Ayame smiled at him, and he saw in her eyes that she understood what he was going to do, understood what he wanted to do.

"All for one," she began.

"One for all," Rei finished, managing a smile in return. He gave her hand one last squeeze before releasing it, getting to his feet. Ayame followed, trailing behind him as lowered himself slowly down the wall towards his bedroom window, careful not to aggravate his injuries. He could feel her behind him as he walked down the stairs, as he stepped into the living room.

They were still waiting there. Clark, Vayne, and Cassie. They were seated in the living room, curled up in armchairs and on the couch, but their eyes were still filled with expectation as they turned towards him.

He had an answer for them now.

"We're going after Morgan," he said.

Beside him, Ayame beamed with pride. Vayne turned sharply to face him at that, and Cassie looked up from where she had been seated in the armchair, her eyes wide and gleaming.

"Knew it," Vayne said, grinning. "See, I told you, Cass. Rei wouldn't let us down."

Clark got to his feet from where he was seated on the couch, his phone in his hands as he turned to face Rei. Rei nodded at him, looking over the group. Vayne, Clark, Cassie. Ayame. Four of his closest friends.

What couldn't they do, if they all worked together?

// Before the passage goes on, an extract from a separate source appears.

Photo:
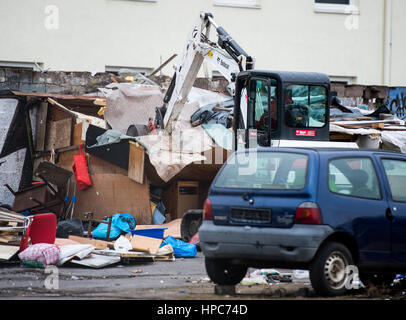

"We need plans," Rei said, stepping forward. He glanced at Clark, who had pulled a large notebook out of his messenger bag without a word, and was already beginning to take notes. "I'm not my mom—my Soul Perception isn't strong enough to scan the whole world at once. Does anyone have any idea where Morgan and the twins might be—any at all?"

Vayne and Clark's eyes drifted towards Cassie. Rei looked in that direction as well, and when he did, Cassie raised a shaky hand.

"Um…" she began. "Morgan mentioned once that her uncle had a side business in Vegas."

"Vegas?" Vayne asked.

"A casino," Cassie clarified.

"A casino?!" Ayame repeated, incredulous. "Mordred?"

Cassie nodded. "She only has one uncle," she said.

"It's a start," said Rei, glancing at Clark, who was furiously writing. "Do you think you can find it, Cassie?"

Cassie nodded again, her expression growing determined. "I can."

"Question," said Vayne, raising his hand. Rei turned towards him, acknowledging him with a gesture. "How are we even going to get into a casino in the first place? I mean, ignoring the fact that the guy already knows what we look like, no one's gonna believe we're 21."

Cassie looked up before Rei could even speak.

"Don't worry about that," she said. "Leave the disguises to me."